Destruye, además o disuelve el verdadero espíritu social, toda vez que aplaude y casi diviniza la irreligión, la inmoralidad, la holgazanería, la infamia, el desacato, la injusticia; subvierte toda noción de orden, de ilustración, de civilización, de cordura social; introduce en el cuerpo de la sociedad los gérmenes que han de producir necesariamente su desorganización; al alma de la sociedad se le quita toda acción y todo prestigio; el espíritu queda sin vigor y sin aliento para las grandes obras de restauración, para las grandes producciones artísticas que eleven el nivel de la sociedad.

Es grande, pues, la malicia moral y social que entraña el cinematógrafo, tal como venimos estudiándolo. Estos cuadros que acabamos de delinear, harto saben la mayor parte de nuestros lectores que no son ficciones. Allí asisten, o mejor, son acompañados por sus padres los niños en quienes apenas alborea el uso de razón; allí es conducida por la mano de su madre la niña inocente, a la cual se la rodea de la mayor vigilancia a fin de que una amiga indiscreta no le revele los secretos de la naturaleza, que, por otra parte, ve estampados y puestos al descubierto en la película.
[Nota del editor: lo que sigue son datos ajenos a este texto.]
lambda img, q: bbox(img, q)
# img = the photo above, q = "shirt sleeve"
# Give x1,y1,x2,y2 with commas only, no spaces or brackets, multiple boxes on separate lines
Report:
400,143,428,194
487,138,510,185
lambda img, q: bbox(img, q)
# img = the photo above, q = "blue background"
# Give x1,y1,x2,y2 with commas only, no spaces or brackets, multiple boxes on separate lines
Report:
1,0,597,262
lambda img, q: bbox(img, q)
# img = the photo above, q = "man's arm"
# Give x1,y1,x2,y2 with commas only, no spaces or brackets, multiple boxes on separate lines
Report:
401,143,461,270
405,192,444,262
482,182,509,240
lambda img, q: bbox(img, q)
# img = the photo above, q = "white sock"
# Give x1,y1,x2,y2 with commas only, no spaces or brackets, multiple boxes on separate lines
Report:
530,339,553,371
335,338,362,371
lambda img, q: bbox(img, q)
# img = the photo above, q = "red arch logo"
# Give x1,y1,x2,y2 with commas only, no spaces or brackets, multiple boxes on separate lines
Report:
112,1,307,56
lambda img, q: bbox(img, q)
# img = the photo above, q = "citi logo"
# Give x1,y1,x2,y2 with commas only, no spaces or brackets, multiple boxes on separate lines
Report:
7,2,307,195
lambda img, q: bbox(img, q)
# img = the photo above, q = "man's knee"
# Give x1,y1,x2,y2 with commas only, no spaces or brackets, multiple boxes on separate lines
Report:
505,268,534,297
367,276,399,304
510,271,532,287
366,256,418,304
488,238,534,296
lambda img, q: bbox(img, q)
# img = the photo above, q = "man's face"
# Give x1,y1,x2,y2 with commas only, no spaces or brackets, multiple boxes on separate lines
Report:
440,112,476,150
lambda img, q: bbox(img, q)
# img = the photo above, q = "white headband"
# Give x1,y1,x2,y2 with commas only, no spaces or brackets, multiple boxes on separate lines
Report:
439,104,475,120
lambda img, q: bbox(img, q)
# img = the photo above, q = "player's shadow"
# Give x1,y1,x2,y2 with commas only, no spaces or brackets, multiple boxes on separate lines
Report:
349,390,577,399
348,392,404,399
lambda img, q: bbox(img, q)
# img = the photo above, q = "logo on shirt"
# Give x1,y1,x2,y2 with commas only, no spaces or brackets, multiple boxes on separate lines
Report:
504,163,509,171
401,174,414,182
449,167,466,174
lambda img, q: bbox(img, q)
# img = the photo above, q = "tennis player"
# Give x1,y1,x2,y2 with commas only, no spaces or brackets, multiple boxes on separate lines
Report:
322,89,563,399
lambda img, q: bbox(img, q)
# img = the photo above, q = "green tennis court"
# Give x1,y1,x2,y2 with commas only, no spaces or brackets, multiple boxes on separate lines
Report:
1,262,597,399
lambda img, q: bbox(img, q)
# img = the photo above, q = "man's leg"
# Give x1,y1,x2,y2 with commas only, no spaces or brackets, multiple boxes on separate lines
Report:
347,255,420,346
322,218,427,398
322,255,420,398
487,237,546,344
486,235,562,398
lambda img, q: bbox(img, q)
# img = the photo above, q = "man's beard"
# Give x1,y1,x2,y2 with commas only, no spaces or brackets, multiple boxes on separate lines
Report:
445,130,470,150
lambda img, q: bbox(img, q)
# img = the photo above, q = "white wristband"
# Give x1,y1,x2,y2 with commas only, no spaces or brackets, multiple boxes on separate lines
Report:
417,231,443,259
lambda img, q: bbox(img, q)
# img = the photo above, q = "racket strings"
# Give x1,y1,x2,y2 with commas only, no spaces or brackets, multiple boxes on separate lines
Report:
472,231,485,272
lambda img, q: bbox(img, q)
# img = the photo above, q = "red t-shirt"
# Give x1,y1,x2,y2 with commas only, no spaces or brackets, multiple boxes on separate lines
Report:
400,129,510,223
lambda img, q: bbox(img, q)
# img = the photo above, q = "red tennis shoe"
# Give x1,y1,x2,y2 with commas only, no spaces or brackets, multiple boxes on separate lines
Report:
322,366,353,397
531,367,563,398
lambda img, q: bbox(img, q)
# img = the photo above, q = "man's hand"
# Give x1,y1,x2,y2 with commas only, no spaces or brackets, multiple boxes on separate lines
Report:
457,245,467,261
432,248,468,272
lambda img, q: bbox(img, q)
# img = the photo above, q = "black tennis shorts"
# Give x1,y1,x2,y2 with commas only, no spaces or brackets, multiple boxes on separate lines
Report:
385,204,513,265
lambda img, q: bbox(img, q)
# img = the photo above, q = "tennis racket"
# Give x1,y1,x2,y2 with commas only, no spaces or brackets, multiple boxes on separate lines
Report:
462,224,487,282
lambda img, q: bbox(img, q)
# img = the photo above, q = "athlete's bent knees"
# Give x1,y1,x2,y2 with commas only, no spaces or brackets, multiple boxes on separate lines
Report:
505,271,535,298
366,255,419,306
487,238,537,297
Son estos mismos niños los que explican, con un semicandor propio de la edad en que desaparece, los cuadros y las escenas que acabamos de apuntar.

II
Efectos que produce el cine en la naturaleza humana.
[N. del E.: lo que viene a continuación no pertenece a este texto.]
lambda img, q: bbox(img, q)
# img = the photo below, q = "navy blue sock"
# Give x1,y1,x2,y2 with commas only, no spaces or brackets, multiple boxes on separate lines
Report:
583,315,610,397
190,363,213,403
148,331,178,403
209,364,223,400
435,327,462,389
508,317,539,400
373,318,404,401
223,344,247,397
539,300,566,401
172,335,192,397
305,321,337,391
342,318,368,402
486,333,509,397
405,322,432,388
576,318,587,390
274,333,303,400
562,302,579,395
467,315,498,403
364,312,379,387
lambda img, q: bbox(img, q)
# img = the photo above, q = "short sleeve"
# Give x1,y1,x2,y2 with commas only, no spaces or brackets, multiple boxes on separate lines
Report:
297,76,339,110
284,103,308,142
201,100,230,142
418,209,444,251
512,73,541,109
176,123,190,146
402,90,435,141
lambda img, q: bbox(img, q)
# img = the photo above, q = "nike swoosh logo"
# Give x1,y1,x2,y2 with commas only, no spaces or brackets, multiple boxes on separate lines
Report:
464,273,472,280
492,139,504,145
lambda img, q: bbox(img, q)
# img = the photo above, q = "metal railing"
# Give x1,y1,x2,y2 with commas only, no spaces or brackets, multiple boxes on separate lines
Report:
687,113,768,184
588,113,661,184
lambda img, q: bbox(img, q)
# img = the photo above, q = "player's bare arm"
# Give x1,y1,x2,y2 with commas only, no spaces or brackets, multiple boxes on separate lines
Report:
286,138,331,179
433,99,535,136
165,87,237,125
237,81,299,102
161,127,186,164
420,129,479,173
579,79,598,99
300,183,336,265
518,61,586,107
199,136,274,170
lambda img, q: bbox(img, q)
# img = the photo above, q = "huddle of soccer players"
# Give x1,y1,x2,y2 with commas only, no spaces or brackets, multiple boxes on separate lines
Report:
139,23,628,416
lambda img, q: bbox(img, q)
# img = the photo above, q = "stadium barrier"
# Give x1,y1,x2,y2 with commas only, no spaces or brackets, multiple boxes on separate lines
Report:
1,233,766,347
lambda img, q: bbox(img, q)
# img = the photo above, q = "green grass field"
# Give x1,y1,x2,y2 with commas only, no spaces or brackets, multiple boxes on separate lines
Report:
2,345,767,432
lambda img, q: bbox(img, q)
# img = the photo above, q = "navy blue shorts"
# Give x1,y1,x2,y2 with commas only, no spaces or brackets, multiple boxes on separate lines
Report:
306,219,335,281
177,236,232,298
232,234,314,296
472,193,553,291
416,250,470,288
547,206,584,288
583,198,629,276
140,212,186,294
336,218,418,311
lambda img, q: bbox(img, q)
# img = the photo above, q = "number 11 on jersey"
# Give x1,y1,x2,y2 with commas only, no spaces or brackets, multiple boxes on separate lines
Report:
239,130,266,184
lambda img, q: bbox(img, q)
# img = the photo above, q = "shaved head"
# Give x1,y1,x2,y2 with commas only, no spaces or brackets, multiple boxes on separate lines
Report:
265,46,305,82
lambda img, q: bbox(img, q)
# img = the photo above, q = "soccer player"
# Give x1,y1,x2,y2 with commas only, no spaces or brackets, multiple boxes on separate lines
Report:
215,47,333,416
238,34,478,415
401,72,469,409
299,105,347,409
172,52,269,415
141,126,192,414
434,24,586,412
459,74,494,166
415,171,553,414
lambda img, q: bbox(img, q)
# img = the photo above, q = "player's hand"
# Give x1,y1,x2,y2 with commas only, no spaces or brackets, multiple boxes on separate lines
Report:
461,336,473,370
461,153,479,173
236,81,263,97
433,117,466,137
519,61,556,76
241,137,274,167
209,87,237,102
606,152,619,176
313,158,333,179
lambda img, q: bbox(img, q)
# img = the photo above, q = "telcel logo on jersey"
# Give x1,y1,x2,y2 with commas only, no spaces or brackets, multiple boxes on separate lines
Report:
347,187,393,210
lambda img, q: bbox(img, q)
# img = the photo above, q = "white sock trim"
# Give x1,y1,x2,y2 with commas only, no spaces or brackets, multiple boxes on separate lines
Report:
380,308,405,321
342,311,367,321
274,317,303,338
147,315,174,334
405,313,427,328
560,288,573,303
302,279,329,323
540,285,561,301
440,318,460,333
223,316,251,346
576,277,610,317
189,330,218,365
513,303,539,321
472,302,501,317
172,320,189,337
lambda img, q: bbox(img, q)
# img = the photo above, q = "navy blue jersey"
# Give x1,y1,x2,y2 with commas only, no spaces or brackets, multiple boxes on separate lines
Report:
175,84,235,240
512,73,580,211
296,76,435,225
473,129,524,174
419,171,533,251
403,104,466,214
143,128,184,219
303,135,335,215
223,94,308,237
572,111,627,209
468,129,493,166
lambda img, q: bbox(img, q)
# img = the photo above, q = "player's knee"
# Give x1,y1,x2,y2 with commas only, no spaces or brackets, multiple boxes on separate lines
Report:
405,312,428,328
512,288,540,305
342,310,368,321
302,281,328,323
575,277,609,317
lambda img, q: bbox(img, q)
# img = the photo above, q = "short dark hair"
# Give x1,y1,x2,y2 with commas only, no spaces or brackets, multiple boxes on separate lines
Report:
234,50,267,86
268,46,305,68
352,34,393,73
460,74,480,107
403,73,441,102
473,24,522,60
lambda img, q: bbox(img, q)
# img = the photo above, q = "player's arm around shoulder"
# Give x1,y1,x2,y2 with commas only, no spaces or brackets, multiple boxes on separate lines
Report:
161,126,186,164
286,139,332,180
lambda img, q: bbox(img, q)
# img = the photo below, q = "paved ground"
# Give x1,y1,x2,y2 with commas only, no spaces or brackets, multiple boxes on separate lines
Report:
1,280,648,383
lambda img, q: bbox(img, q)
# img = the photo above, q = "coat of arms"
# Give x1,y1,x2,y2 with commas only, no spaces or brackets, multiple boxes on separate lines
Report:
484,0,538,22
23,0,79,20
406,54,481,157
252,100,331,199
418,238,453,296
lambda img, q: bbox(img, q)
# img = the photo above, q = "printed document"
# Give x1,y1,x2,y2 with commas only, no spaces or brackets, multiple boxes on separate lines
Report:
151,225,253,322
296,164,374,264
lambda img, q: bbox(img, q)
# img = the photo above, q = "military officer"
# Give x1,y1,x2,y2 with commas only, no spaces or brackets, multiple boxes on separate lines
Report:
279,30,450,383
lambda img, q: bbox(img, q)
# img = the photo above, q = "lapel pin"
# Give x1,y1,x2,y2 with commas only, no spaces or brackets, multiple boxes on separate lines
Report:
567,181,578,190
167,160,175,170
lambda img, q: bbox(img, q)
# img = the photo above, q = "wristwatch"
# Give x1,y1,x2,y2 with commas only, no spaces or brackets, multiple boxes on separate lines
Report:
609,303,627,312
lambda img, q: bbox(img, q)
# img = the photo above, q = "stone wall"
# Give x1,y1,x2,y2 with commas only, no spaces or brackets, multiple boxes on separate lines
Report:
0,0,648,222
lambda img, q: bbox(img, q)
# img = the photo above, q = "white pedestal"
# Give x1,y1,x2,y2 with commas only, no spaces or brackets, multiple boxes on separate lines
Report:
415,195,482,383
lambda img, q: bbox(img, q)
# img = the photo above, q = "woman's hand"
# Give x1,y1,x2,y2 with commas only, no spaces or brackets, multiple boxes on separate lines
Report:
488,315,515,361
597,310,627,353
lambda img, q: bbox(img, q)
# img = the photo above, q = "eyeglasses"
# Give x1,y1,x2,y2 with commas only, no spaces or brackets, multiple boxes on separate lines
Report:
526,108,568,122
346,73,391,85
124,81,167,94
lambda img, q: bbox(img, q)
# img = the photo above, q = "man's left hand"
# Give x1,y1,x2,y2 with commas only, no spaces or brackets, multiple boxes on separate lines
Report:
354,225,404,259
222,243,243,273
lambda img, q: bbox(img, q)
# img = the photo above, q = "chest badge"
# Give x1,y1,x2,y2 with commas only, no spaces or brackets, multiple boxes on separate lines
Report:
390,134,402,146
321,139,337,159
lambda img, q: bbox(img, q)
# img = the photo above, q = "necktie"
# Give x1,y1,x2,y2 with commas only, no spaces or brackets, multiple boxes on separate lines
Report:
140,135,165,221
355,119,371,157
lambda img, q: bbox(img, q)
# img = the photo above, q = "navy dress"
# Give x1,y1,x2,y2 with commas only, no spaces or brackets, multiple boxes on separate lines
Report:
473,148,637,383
Desconocen completamente la índole de nuestra naturaleza los propagadores y apologistas del cine inmoral. Todo lo que aparta a los seres del ciclo biológico que les corresponde por la ley que preside a su existencia, contribuye a degradarlos y envilecerlos. En consecuencia, todo lo que en la especie humana se oponga al desarrollo armónico de sus facultades, de las energías con las cuales ha de realizar su finalidad, todo esto rebaja y desnaturaliza al hombre. Este reconoce como principales factores de grandeza y de prosperidad las fuerzas físicas, las energías morales y la acción o predominio de la inteligencia.

La historia y la observación enseñan que los pueblos en los cuales no se practica la higiene más elemental, en donde la alimentación es deficiente o adulterada, la aeración nociva, el ambiente saturado de emanaciones de materias orgánicas en descomposición, o de emanaciones palúdicas, etcétera, los habitantes presentan caracteres de degeneración, sin vida, sin energías para grandes empresas, incapaces de toda cultura, de toda moral algo elevada.
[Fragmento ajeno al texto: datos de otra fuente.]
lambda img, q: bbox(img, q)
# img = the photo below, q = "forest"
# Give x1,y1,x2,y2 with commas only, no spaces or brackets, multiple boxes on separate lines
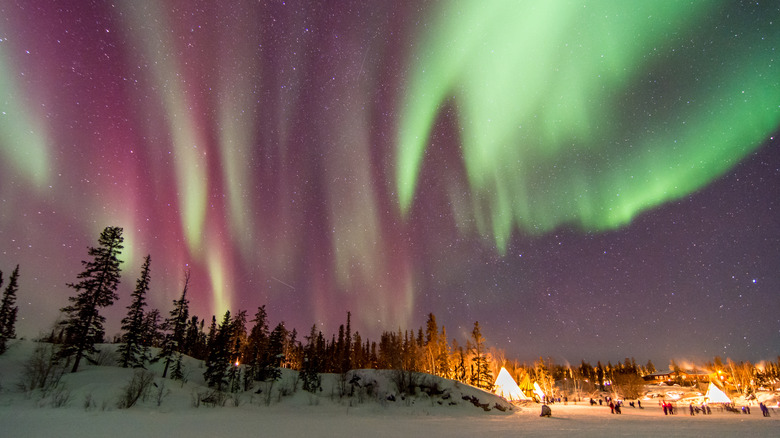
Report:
2,226,778,401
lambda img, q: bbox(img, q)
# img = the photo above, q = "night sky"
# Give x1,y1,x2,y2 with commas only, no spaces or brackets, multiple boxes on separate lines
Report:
1,1,778,364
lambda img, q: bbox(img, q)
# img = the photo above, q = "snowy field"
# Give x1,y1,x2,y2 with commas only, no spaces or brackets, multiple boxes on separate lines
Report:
3,400,778,438
1,341,777,437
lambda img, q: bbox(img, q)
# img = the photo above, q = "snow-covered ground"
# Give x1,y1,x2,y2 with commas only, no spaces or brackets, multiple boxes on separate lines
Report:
1,340,777,437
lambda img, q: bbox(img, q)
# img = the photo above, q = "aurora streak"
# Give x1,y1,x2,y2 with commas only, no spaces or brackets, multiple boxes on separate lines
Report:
398,0,780,251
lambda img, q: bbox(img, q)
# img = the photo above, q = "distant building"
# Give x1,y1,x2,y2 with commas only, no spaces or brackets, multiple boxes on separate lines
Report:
642,370,710,385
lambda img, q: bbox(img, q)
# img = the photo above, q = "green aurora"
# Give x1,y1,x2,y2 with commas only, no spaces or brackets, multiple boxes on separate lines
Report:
397,0,779,252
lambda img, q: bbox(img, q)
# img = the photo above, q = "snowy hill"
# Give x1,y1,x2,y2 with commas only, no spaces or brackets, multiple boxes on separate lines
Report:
1,340,778,438
0,340,511,429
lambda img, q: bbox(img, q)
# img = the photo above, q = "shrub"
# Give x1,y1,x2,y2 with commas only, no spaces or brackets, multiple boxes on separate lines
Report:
17,343,66,395
116,370,155,409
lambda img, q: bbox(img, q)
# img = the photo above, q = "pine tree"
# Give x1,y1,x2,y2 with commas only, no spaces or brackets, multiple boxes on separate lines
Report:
423,313,439,375
469,321,492,390
285,328,301,369
343,312,351,373
226,310,247,392
436,326,451,378
157,271,190,378
204,310,232,390
0,265,20,354
244,305,269,384
117,255,151,368
184,316,207,359
58,226,124,372
229,310,247,366
300,324,322,393
141,308,164,348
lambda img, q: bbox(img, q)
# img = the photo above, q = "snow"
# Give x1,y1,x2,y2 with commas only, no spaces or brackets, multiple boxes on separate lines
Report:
1,340,778,437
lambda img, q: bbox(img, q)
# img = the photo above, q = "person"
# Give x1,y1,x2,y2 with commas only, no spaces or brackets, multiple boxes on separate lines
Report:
663,401,668,415
615,402,622,414
638,399,642,409
540,404,552,417
609,400,615,414
689,403,695,416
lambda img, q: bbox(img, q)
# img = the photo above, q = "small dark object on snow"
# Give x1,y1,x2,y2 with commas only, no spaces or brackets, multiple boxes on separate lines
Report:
540,404,552,417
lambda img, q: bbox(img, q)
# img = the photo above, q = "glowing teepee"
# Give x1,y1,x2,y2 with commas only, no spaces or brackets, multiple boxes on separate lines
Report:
493,367,530,401
533,381,546,401
705,382,731,403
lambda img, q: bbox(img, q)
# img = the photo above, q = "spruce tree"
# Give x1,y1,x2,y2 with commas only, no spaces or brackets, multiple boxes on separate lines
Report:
300,324,322,393
204,310,232,390
157,271,190,378
437,326,451,378
141,308,163,348
58,226,124,372
424,313,439,374
469,321,492,390
118,255,151,368
226,310,247,392
0,265,20,354
343,312,351,373
184,316,207,359
244,305,269,383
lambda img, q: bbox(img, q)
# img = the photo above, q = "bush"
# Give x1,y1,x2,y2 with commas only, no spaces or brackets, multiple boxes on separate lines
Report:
198,389,228,407
116,370,155,409
154,380,171,407
91,348,116,367
613,373,645,400
17,343,66,395
391,369,420,395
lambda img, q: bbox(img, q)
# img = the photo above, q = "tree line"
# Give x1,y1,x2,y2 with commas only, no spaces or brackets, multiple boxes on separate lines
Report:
1,226,778,399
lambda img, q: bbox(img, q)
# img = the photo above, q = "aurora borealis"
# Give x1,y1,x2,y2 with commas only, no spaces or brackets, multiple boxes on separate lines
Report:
0,1,778,363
En el orden moral, es notorio que la condición de los libertinos y de cuantos viven entregados al vicio es sumamente desfavorable para elevarse a grandes ideales. Para muy poca cosa sirve el hombre cuando llega a perder el sentido moral y en el fondo de su personalidad queda poco más que el sedimento de la bestia. Lo mismo proporcionalmente decimos de la cultura intelectual. Desde el momento en que el hombre no recibe el nutrimento de las verdades para la formación de su inteligencia; cuando estraga su gusto con aficiones y objetos de un orden ínfimo, se imposibilita para las grandes acciones, para lo moralmente bello; no sabe elevarse a regiones más puras y más dignas. Y hoy, precisamente, lo que de más esencial y práctico falta a la humanidad es la actividad moral, la revivificación del sentimiento religioso, el sacudimiento de esa indiferencia casi constitucional hacia las bellezas de la virtud, el progreso en la aplicación de los eternos principios de la justicia y del derecho. Esto, y sólo esto, es lo que puede liberar al hombre de la abyección en que le coloca la fatídica influencia de los agentes desmoralizadores; lo que puede realizar esa aspiración redentora, que brota espontánea y fuerte del espíritu no maleado aún por el contagio del error y del vicio.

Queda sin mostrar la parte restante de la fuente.